Emotional Health

When We Cheat for Our Children,
What is the True Cost?

Another big scandal has hit the news cycle this week, and for once it doesn’t have (much) to do with politics. It has been revealed that admission to elite colleges is for sale, and charges have been brought against advisors, coaches, and rich and celebrity parents who have been bribing them. A few of the parents are TV stars such as Felicity Huffman and Lori Loughlin, and the international media has been hotly covering the story. When I heard about this my first thought is why is this even news? Everyone has always known that money buys admission. At a meeting with my daughter and the school’s college counselor, we compared scores of a student who had been accepted the year before to a selective school she was aiming for, to hers.

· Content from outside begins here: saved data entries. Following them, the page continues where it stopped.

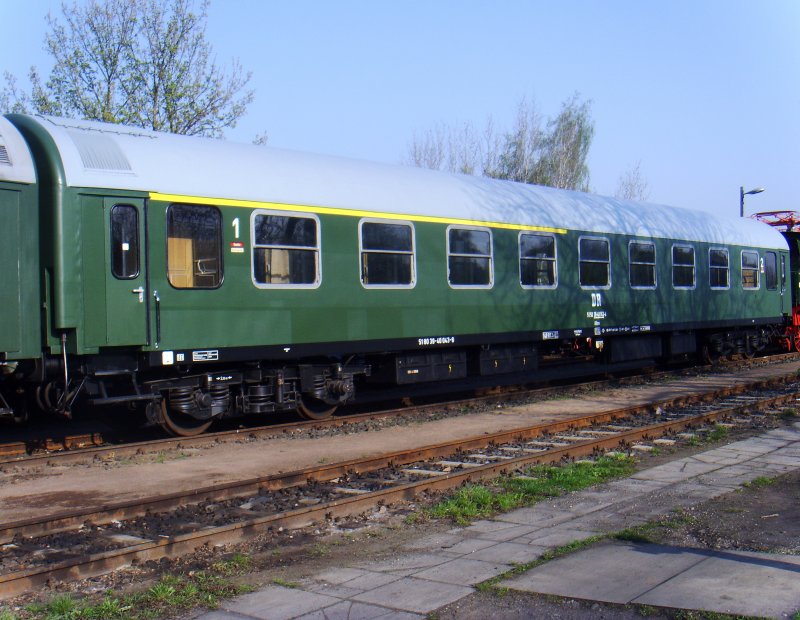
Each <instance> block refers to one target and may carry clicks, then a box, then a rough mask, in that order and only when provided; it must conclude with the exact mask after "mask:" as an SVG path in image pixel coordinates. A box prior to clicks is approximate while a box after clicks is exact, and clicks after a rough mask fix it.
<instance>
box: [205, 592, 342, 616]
mask: <svg viewBox="0 0 800 620" xmlns="http://www.w3.org/2000/svg"><path fill="white" fill-rule="evenodd" d="M340 600H341V599H338V598H334V597H332V596H326V595H323V594H317V593H316V592H306V591H304V590H300V589H297V588H284V587H282V586H267V587H266V588H263V589H262V590H259V591H258V592H253V593H252V594H245V595H244V596H240V597H239V598H236V599H233V600H231V601H225V602H224V603H222V605H220V607H222V609H223V610H224V611H232V612H234V613H238V614H242V615H245V616H250V617H251V618H258V619H259V620H289V619H290V618H296V617H297V616H300V615H302V614H306V613H309V612H312V611H317V610H319V609H324V608H325V607H330V606H331V605H335V604H336V603H338V602H339V601H340Z"/></svg>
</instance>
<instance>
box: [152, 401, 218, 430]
mask: <svg viewBox="0 0 800 620" xmlns="http://www.w3.org/2000/svg"><path fill="white" fill-rule="evenodd" d="M148 406H153V405H148ZM212 421H213V420H198V419H197V418H193V417H192V416H190V415H186V414H185V413H178V412H176V411H170V409H169V407H168V406H167V399H166V398H162V399H161V417H160V420H159V422H160V424H161V428H163V429H164V430H165V431H167V432H168V433H169V434H170V435H173V436H175V437H194V436H195V435H202V434H203V433H205V432H206V431H207V430H208V427H209V426H211V422H212Z"/></svg>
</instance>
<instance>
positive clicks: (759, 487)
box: [744, 476, 775, 489]
mask: <svg viewBox="0 0 800 620" xmlns="http://www.w3.org/2000/svg"><path fill="white" fill-rule="evenodd" d="M773 484H775V478H768V477H767V476H759V477H758V478H753V479H752V480H751V481H750V482H745V483H744V486H745V487H746V488H748V489H762V488H764V487H768V486H772V485H773Z"/></svg>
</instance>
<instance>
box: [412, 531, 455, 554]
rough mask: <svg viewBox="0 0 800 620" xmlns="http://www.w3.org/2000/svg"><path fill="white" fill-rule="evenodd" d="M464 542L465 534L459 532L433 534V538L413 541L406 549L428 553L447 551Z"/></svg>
mask: <svg viewBox="0 0 800 620" xmlns="http://www.w3.org/2000/svg"><path fill="white" fill-rule="evenodd" d="M461 540H464V535H463V533H462V532H461V531H460V530H459V531H458V533H452V532H447V533H442V534H433V535H431V536H424V537H423V538H419V539H417V540H414V541H411V542H409V543H408V544H406V545H405V548H406V549H415V550H420V551H427V550H429V549H446V548H447V547H449V546H451V545H454V544H456V543H457V542H459V541H461Z"/></svg>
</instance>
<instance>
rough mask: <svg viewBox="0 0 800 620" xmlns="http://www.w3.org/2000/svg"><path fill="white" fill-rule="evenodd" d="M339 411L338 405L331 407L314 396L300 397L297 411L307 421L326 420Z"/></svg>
mask: <svg viewBox="0 0 800 620" xmlns="http://www.w3.org/2000/svg"><path fill="white" fill-rule="evenodd" d="M336 409H338V405H329V404H328V403H326V402H323V401H321V400H319V399H318V398H314V397H313V396H300V397H298V399H297V411H298V413H299V414H300V415H301V416H302V417H304V418H305V419H306V420H326V419H328V418H329V417H331V416H332V415H333V412H334V411H336Z"/></svg>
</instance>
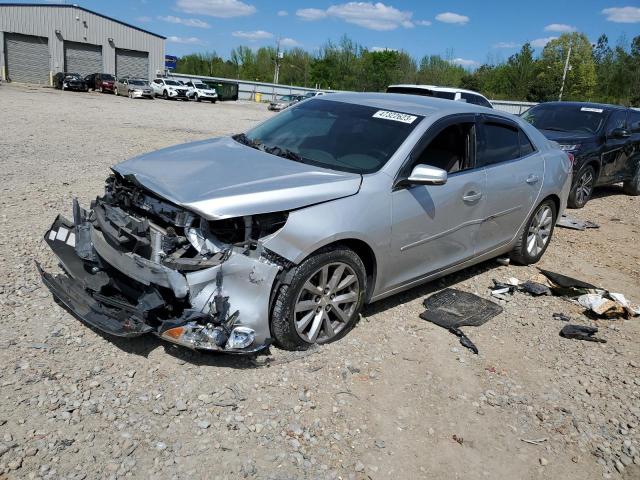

The counselor said though her scores were the same as my daughter’s, they were not be evaluated the same way: the other student was a “development” case. That means that her parents were wealthy enough to be considered as major donors to the university in question, giving their daughter a definite edge. This system was not an open secret; it wasn’t secret at all.

There are two differences, however, from the current scandal. First, we assume money donated to a college or university will be used at their discretion to benefit the institution and its students. This, I have always assumed, includes scholarships for students who can’t pay tuition. But even if the money is earmarked for a building bearing the parents’ names, the argument is that it gives value to all.

In this latest case—sooner or later it will probably be dubbed “College-gate”—illegal bribes were paid to individuals for their own personal gain. Also, admission was not just granted to students with GPAs and other scores that were less competitive than other students’. Admission was granted on the basis of outright lies, like status as an elite athlete in sports that the student didn’t even play, or test scores that were the product of outright cheating or falsification. And no one benefitted except the student admitted, their  ambitious parents, and, of course, the person accepting the bribe.

In fact, everyone loses in this scenario. Frank Bruni, writes in The New York Times that in this kind of system,

“Winners and losers are often sorted not by merit but by privilege (or subterfuge). And even the winners lose. Actually, all of us do, because through this overwrought culling, we’re teaching a generation of children values that stink. There are moral wages to the admissions mania, and we need to wrestle with those.

At its worst, it corrodes the development of core aspects of young people’s ethical character, often fueling their self-interest, compromising their integrity, and depleting their capacity to either know themselves deeply or to authentically articulate their identity,’ reads a draft of a new report by the Harvard Graduate School of Education’s Making Caring Common Project, which for the last few years has been a leading advocate for a less calculated and cutthroat process. ‘Many young people become cynical both about a system that seems unfair and divorced from their interests, and about the adults who created it.’”

What are we teaching our children in a system like this? Even the most earnest students have learned that everything they do in high school must be geared to be judged, and the pressure of the competition has divorced the idea of learning for its own sake, not to mention the joy of discovery.

Richard Weissbourd, a developmental psychologist who authored the Harvard report says parents,  “are focusing on the wrong things, with big consequences for their kids Parents are trying to give their kids ‘everything’ but they’re not giving them what counts.”

There was a time, not so long ago, when one of the most important goals of schooling was a “moral education.” Going to school, being a part of a team, having school spirit, learning to cooperate and support a community, the value of working hard and not cutting corners were all goals in and of themselves.

One could argue that a willingness to cheat, cut corners, and do whatever is necessary are qualities that help build billionaires, but are they necessary? Do we want to teach our children to get ahead at a cost of potential moral bankruptcy?

Schools used to be the places children learned to be good people regardless of their parents’ values. Agreed upon standards were endorsed and supported. Cheating was considered a paramount offense in academia. In many institutions it was grounds for immediate expulsion. Now parents are cheating their kids, either by encouraging them to cheat or simply by example by doing it for them. They may justify this by reasoning that their kids’ lives will be “ruined” if they don’t get into the right college. But by having taught their children these kinds of values, aren’t their lives already ruined?